Subtract minimum value means that the lowest value in the data, regardless of that value’s negativity, will be subtracted from all values, ensuring a non-negative matrix.
Exponentially scale means that every value will be exponentiated, base 2.

Random Number Generation

For the purpose of reproducibility, NMF allows the addition of a seed value for the creation of initial generation of W and H matrices. Use of the same seed value on runs of NMF with identical parameters will result in identical results.

The Consensus Matrix with Hierarchical Clustering

Store results as clusters

Selecting this option will cause the creation and storage of the results as clusters in MeV’s clustering system. These clusters will be visible in the Cluster Manager as well as in MeV’s experiment viewers.

Results

For each rank analyzed, MeV’s NMF calculates a cophenetic correlation that is used to quantify the robustness of the rank’s evaluation. This is reported as a node at the top of the result tree for each rank. In the case where multiple ranks are run, a Cophenetic Correlation Graph is created and displayed in the result tree. This gives a visual representation of the relative strength of clustering associated with each rank.

For each rank, MeV displays standard result viewers for each of the clusters, including heatmaps, expression graphs, centroid graphs, tables, and general cluster information.

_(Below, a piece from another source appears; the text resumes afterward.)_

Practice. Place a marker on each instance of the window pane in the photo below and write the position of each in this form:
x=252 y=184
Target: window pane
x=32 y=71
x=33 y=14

The Consensus Matrix with Hierarchical Clustering is a visual representation of the clustering and its robustness. The viewer is a square matrix with dimensions equal to the number of samples (or genes, if “Cluster Genes” was selected).

Color coded graphs

In this viewer, each point on the map represents the frequency with which the two samples (or genes) were assigned the same cluster through the runs, with 1 meaning 100% consensus and 0 being 0% consensus. The matrix has been reordered into a hierarchical tree with frequency of co-clustering used as the distance metric. It was then reordered for leaf order optimization.

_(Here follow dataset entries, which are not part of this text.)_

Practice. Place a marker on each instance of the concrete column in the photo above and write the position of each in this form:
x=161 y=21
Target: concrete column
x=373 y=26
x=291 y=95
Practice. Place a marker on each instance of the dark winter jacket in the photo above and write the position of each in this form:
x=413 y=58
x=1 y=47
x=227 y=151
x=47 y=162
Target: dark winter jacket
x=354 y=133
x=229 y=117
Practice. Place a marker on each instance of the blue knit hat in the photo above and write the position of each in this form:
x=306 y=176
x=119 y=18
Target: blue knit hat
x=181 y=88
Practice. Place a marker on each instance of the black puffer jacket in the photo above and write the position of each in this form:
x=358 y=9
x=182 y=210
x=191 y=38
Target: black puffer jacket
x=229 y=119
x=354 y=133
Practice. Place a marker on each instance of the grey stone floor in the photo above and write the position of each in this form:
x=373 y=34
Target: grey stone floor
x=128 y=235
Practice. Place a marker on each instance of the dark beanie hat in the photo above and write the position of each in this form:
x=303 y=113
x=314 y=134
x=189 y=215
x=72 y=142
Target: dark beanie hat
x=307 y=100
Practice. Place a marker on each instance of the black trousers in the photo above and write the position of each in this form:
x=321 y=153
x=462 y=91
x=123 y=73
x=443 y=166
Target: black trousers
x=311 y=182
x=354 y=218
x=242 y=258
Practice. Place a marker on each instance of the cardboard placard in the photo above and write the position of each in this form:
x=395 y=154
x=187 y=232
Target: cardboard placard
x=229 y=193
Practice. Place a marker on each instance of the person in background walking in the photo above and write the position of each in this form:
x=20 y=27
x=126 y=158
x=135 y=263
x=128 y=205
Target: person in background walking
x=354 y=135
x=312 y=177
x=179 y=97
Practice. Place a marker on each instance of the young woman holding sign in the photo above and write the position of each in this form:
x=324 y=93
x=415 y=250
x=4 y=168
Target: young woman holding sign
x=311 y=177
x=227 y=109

Metagene and metagene expression patterns are reported in subfolders for each rank. Each rank will have a set of metagenes and metagene expressions corresponding to the factor matrices W and H of each run. Each set are displayed in ranking order of cost, with the most optimal metagenes displayed first. The raw values can be seen and extracted for further analysis in the “Metagenes (W)” and “Metagene Expressions (H)” folders.

Color coded graphs for these values exist in the subfolders beneath the raw values. These offer a visual representation of the strength of each metagene or metagene expression pattern on a particular sample or gene. By right-clicking on the graph, a sorting function can be toggled which, when on, orders the samples (or genes) according to the metagene with the highest expression.